The pass costs £10 for those with an Essential plan, but people using the Smart or Full Works packages can add it at no extra cost, as long as it is added before you travel.
This can be done via text message or within the Smart Benefits section of the My EE app – for full instructions, visit EE’s website.
What countries does it include?
The charges will apply to 47 European destinations, with the exception of the Republic of Ireland.
To avoid any doubt, this is the full list of places: Austria, Azores, Belgium, Bulgaria, Croatia, Cyprus, Czech Republic, Canary Islands, Denmark, Estonia, Finland, France, French Guiana Guyana, Germany, Gibraltar, Greece, Guadeloupe, Guernsey, Hungary, Iceland, Ireland, Isle of Man, Italy, Jersey, Latvia, Liechtenstein, Lithuania, Luxembourg, Madeira, Malta, Martinique, Mayotte, Monaco, Netherlands, Norway, Poland, Portugal (including Madeira), Reunion Islands, Romania, San Marino, Saint Martin (French), Saint Barthelemy, Slovakia, Slovenia, Spain (including Canary Islands), Sweden, Switzerland and Vatican City (Italy).
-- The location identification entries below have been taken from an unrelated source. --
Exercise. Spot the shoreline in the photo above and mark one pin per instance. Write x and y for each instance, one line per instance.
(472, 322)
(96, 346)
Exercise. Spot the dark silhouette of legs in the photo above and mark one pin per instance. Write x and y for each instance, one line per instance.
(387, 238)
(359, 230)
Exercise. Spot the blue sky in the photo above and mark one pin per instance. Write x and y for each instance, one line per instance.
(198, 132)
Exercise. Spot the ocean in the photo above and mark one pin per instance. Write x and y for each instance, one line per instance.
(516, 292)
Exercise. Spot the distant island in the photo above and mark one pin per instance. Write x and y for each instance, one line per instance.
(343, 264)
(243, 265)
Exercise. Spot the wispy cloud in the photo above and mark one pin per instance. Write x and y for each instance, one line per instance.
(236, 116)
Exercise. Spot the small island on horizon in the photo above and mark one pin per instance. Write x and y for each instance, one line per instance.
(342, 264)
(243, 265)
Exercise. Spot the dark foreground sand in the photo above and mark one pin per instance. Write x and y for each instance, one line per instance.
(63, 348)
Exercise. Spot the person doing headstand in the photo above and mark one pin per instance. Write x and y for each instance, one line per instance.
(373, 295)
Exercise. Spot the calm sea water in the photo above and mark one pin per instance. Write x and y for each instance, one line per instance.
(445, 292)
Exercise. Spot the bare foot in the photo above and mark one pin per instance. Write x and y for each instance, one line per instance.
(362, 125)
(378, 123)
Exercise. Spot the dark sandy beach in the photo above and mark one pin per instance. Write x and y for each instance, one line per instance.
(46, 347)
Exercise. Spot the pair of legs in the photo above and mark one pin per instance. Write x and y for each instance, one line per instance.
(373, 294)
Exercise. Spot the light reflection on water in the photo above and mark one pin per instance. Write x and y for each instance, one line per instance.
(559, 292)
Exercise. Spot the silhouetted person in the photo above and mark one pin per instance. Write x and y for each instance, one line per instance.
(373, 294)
What about other networks?
The other main operators – Three and Vodafone – have avoided going down the same route, so far.
For now, they are sticking to fair use limits, which is not out of the ordinary, as this is in line with existing EU rules.
Three’s fair use cap is being lowered from 20GB to 12GB a month from July.
O2 and Vodafone have both opted for 25GB.
What should I do to avoid charges?
EE customers should consider adding the 30-day Roam Abroad Pass before travel for longer trips in EU countries.
Many hotels and restaurants offer free wifi these days, so make good use of that.
You could look into switching to another network provider.
Ensure roaming data is switched off in your smartphone’s settings if unsure to avoid any nasty surprises.
Or ultimately, switch your phone off altogether and enjoy your trip without any disturbances.